A titre indicatif, Ben Herbert est programmé le 17 mai 2020, au Théâtre Clavel à Paris. Qu’on se le dise !
Venant de toi, amateur de mots, fin connaisseur de bons auteurs et interprète de talent comme tu l’es, Christian, ton commentaire me touche beaucoup.
Je souscris à tout ce qu’ont écrit Francis & Anne-Marie Panigada et Christian Camerlynck.
Oui, Ben Herbert Larue est un artiste protéiformes et kaléidoscopique.
Une espèce de diamant brut qui brille de mille facettes et un brasier intense qui brûle de mille feux.
Et, même si je peux entendre les réserves de Christian à propos des propos du milieu de concert, j’ai aussi apprécié ce moment, qui n’était en rien fait de parlotes, mais a permis au public de découvrir des aspects attachants de la personnalité du mec.
Parce que, même s’il y a en lui quelque chose des Higelin (père et fils), de Ferré, mais aussi de Michèle Bernard et Anne Sylvestre (pour des raisons différentes, bien entendu), il développe ce ton unique qui fait la singularité d’un artiste.
C’est pourquoi je comprends ô combien l’enthousiasme des Panigada et que je le partage avec ardeur.
Car il y a bien longtemps que je n’avais pas ressenti un tel souffle et pressenti un tel potentiel chez un jeune artiste en devenir…
Merci pour vos commentaires à tous trois.

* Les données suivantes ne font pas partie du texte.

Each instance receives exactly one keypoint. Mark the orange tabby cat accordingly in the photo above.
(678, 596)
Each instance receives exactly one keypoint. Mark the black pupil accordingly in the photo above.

Bien qu’ayant affirmé au début de ma chronique le parti pris de la subjectivité, je me rend compte que j’ai, malgré cela, porté un regard objectif sur ce concert, bridant, peut-être, quelque peu mon enthousiasme. J’ai tenté de restituer autant que possible les ressentis d’amis dont le jugement était sur, dont le tien Christian. Je suis heureux que tu ais, malgré tes remarques, pris la mesure du talent de cet artiste. Il est bien aussi, Anne-Marie, que tu complètes cette chronique avec cet élan du cœur, cette passion qu’a engendré notre rencontre avec Ben Herbert. Et ton regard, Frank, me conforte dans notre admiration pour cet « ogre de parole ». Et oui ! C’est un formidable coup de cœur tant artistique qu’humain ! Un de ceux des dernières années, l’autre étant, d’un point de vue artistique plus qu’affectif, Jérémie Bossone.